Monday is a holiday, Dr. Martin Luther King Jr. Day. So, as I have a free Monday, I've decided to take full advantage of one of my Christmas gifts. My brother and sister-in-law gave me Francis Ford Coppola's The Godfather Notebook.
If you haven't seen it in your bookstore, it's a copy of the massive notebook Coppola made to help him direct the epic film. Coppola sliced each page of Mario Puzzo's The Godfather from its binding. Then he cut larger pages of paper as if they were frames. Then he glued each page to its frame so there would be larger margins to make notes upon. His notes and insights helped him stage and direct to movie.
My plan is to put my DVD copy of The Godfather on, take my copy of The Godfather Notebook in hand and read while I watch. This is one of the very few movies I watched before I read the book. And it's one of the very few movies I enjoyed more than the book. It will be interesting to study the original book, Francis Ford Coppola's notes and his finished film.
WOW!
We must both be movie junkies, Sbiker. Only a fellow movie nut would respond "WOW!"
I've built up quite a collection of classic movies on DVD, just in time for such a collection to become obsolete due to youtube and streaming services. But what you don't get in formats other than DVD are the special features sections. Short documentaries on the 'making of' and other interesting minutia.
Warner Studios packages something they call 'Warner Night at the Movies'. It's great! They have a short documentary, a news reel of the news that happened the week of the feature film's premier, a cartoon, coming attractions and then the feature film. It's just like going to the theater fifty or sixty or seventy years ago.
Add me to your movie junkies club, but for me there aren't very many 21st century movies that I really appreciate. I much prefer those that are or will soon be classics and even among those, I'm picky.
I started collecting movies by directors. John Ford, Frank Capra (I'm a sucker for 'Capricorn'), William Wyler, George Stevens. And then contemporary directors. Hal Ashly, Francis Coppola, Martin Scorsese, Stanley Kubrick.
After a while, I realized that I was only a few movies short of having all the films listed on the American Film Institute's Topp 100 list. So I finished that list.
Then I filled in some gaps genre-wise. A few great musicals, westerns, gangster flicks, comedies.
Now I have over 700 DVDs in cabinets flanking my entertainment center.

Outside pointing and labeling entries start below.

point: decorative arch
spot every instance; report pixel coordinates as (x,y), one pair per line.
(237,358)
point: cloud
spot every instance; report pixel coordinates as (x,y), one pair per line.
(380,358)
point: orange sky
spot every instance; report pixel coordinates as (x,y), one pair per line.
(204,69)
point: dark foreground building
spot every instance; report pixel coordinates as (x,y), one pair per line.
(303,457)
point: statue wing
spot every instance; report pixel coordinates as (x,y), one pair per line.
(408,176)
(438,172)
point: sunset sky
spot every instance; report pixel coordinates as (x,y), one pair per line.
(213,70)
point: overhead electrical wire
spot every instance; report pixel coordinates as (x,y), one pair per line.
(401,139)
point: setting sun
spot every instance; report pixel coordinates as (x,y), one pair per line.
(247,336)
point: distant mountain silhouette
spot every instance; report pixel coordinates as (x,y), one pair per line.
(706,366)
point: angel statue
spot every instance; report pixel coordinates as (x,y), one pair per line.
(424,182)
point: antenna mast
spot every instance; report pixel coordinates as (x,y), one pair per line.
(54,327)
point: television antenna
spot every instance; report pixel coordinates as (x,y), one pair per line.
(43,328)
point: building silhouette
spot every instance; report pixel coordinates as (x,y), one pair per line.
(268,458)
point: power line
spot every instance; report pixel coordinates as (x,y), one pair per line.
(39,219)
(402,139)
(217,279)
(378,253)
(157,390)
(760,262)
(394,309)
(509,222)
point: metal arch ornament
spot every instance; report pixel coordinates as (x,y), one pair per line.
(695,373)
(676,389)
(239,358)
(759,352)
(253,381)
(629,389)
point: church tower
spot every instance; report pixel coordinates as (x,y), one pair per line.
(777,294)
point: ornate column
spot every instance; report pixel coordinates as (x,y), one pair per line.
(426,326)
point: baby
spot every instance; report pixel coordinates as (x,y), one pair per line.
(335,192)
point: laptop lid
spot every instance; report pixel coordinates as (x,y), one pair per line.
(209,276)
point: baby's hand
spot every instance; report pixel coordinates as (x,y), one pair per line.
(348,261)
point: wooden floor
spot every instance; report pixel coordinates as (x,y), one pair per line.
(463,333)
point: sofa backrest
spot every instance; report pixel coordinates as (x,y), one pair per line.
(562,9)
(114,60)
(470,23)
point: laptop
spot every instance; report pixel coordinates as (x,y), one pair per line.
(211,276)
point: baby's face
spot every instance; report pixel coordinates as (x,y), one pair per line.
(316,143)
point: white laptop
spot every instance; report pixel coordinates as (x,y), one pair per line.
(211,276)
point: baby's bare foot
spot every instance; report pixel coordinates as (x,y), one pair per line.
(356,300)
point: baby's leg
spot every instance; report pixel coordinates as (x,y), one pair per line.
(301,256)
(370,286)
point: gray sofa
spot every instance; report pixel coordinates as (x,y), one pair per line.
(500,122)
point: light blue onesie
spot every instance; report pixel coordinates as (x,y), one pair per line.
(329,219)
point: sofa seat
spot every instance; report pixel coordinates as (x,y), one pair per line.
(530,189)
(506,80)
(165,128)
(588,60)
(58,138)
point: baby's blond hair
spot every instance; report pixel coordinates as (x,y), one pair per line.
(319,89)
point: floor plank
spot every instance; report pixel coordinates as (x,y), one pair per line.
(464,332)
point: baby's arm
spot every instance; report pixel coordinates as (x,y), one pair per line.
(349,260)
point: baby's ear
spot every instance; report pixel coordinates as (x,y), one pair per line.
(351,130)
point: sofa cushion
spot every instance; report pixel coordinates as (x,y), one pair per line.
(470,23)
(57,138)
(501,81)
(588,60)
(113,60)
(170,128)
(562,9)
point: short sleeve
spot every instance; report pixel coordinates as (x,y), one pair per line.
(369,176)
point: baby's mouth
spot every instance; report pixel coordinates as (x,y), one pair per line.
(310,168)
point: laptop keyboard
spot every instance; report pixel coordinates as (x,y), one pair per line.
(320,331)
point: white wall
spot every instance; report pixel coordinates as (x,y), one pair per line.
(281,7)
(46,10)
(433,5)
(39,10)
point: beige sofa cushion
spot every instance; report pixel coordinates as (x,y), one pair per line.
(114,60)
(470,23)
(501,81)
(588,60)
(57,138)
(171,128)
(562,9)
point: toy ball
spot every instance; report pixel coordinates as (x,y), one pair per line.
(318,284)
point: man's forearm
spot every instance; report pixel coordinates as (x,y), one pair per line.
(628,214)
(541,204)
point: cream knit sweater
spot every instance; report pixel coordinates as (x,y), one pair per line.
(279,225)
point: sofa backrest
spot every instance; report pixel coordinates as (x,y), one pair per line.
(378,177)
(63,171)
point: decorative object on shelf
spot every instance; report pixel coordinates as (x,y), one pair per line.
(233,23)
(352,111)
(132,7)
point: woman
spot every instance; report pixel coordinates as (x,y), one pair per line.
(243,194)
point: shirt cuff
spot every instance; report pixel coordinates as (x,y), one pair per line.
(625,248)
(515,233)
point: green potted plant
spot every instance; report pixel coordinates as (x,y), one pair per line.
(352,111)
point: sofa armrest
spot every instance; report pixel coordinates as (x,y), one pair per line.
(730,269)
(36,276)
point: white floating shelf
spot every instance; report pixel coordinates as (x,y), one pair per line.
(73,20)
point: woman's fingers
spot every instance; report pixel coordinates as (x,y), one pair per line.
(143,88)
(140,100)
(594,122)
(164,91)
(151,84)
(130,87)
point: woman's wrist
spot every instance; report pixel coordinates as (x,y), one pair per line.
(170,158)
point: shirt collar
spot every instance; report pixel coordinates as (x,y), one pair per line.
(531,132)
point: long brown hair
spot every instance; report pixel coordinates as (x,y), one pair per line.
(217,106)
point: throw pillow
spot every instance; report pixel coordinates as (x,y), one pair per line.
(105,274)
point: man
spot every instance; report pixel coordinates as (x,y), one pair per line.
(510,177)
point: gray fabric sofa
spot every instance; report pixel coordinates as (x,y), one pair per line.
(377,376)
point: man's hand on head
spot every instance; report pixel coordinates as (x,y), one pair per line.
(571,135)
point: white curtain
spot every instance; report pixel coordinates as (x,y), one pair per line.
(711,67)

My all time favorites include, but are not exclusive to; How Green was my Valley, Bonnie and Clyde, Lawrence of Arabia, Yankee Doodle Dandy, Stagecoach, The Godfather, Citizen Kane, To Kill a Mockingbird, North by Northwest, Being There and The Wizard of Oz.

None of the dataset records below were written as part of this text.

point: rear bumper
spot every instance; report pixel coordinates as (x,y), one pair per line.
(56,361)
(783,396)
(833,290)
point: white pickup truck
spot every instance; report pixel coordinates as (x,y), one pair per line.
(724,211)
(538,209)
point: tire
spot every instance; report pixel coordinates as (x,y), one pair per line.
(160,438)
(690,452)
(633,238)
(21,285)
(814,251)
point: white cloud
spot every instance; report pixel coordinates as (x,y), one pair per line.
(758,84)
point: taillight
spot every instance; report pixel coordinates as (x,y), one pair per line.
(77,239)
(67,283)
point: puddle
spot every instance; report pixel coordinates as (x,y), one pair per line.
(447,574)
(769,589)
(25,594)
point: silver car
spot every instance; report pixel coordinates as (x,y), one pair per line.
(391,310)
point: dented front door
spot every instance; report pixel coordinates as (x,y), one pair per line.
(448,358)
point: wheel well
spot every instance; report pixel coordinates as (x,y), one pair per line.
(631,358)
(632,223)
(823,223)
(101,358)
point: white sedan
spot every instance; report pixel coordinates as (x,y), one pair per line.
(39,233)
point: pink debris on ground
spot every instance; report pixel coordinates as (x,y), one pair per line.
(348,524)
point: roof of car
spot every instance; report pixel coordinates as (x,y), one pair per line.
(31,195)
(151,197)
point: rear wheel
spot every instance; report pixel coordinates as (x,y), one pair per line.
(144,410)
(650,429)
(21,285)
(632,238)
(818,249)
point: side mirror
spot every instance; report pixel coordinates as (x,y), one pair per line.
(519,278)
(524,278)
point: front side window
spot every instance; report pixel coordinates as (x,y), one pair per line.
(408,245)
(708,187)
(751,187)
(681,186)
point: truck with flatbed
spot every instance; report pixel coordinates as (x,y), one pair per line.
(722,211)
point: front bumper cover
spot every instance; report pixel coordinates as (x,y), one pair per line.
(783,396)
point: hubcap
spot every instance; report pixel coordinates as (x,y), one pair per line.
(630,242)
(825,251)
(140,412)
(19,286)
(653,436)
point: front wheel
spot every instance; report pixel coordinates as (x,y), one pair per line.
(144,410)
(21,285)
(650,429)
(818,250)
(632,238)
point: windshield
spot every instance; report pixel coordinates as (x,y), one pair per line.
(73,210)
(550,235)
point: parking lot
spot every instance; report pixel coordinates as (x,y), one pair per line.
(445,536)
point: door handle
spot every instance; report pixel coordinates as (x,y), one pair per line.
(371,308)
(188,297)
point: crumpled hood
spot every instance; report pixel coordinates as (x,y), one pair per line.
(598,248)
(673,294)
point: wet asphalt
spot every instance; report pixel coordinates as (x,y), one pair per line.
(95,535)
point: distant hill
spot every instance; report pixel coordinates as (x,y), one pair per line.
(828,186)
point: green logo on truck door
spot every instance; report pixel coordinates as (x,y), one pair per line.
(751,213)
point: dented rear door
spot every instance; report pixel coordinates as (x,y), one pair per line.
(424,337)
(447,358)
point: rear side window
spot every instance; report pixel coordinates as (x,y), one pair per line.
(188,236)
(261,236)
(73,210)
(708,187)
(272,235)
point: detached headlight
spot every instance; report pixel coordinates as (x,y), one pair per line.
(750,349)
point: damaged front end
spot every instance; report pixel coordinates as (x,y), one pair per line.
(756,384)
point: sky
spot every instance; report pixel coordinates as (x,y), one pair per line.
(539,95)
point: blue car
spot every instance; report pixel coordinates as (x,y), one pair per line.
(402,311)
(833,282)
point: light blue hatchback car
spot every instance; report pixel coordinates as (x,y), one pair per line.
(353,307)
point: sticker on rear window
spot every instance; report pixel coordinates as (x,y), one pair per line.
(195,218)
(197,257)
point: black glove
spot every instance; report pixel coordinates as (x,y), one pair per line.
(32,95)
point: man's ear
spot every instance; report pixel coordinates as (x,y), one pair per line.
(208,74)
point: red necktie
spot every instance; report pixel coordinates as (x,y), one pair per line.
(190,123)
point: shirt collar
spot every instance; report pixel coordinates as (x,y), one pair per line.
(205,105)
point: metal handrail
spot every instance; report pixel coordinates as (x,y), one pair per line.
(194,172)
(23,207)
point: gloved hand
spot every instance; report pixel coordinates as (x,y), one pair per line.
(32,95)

I don't believe I could call a film "classic" if I could drive myself to see it. That's just too new, even though that distinction begins with films made in the mid 1970s, to be "classic".

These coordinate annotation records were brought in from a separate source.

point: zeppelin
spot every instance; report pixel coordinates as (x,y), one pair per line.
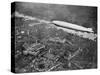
(72,26)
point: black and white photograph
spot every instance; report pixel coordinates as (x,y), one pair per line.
(53,37)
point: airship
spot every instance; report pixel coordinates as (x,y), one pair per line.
(71,26)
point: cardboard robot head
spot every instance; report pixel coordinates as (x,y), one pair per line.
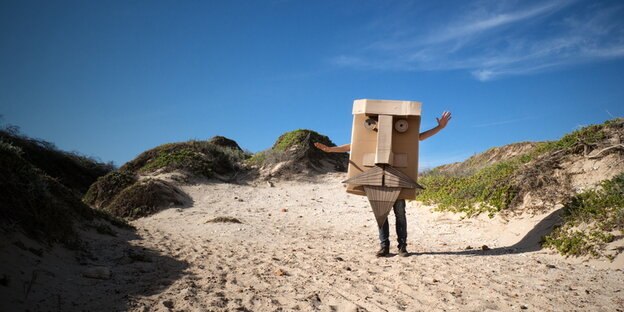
(383,164)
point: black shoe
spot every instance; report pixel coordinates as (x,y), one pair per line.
(403,251)
(383,251)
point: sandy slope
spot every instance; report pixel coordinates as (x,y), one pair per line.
(318,255)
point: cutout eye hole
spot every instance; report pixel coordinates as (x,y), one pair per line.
(400,125)
(370,124)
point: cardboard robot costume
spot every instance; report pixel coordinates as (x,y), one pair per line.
(383,164)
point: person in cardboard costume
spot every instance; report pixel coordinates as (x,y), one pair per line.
(383,164)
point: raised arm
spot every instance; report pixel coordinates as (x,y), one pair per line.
(336,149)
(442,121)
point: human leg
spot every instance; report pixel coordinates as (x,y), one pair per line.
(401,226)
(384,239)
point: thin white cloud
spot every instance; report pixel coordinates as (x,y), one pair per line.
(502,122)
(494,41)
(484,23)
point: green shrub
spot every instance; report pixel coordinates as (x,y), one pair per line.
(144,198)
(102,192)
(488,190)
(598,212)
(501,185)
(201,158)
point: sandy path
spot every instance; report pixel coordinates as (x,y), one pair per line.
(319,256)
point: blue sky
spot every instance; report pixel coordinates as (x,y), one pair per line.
(111,79)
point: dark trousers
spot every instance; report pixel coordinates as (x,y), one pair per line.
(401,226)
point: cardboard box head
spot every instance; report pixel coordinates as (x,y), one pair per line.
(384,139)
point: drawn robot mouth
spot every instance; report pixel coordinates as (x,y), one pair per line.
(382,185)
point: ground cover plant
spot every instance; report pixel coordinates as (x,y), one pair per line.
(39,204)
(502,185)
(591,220)
(124,194)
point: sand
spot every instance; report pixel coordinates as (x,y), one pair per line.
(309,246)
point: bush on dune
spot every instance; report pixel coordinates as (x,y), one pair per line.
(297,148)
(122,194)
(39,204)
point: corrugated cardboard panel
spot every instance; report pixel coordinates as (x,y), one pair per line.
(364,141)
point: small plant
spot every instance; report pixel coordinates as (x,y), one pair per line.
(105,229)
(488,190)
(223,220)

I have a fascination with life during wartime, Second World War time. It ended twelve years before I began, but the experiences my parents and grandparents and sainted aunts and uncles had definitely formed my character and outlook. I'm the guy who listens to Jack Benny, Fred Allen, Fibber Magee& Molly on the computer while reading an actual magazine in bed each night. I was born too late for culture.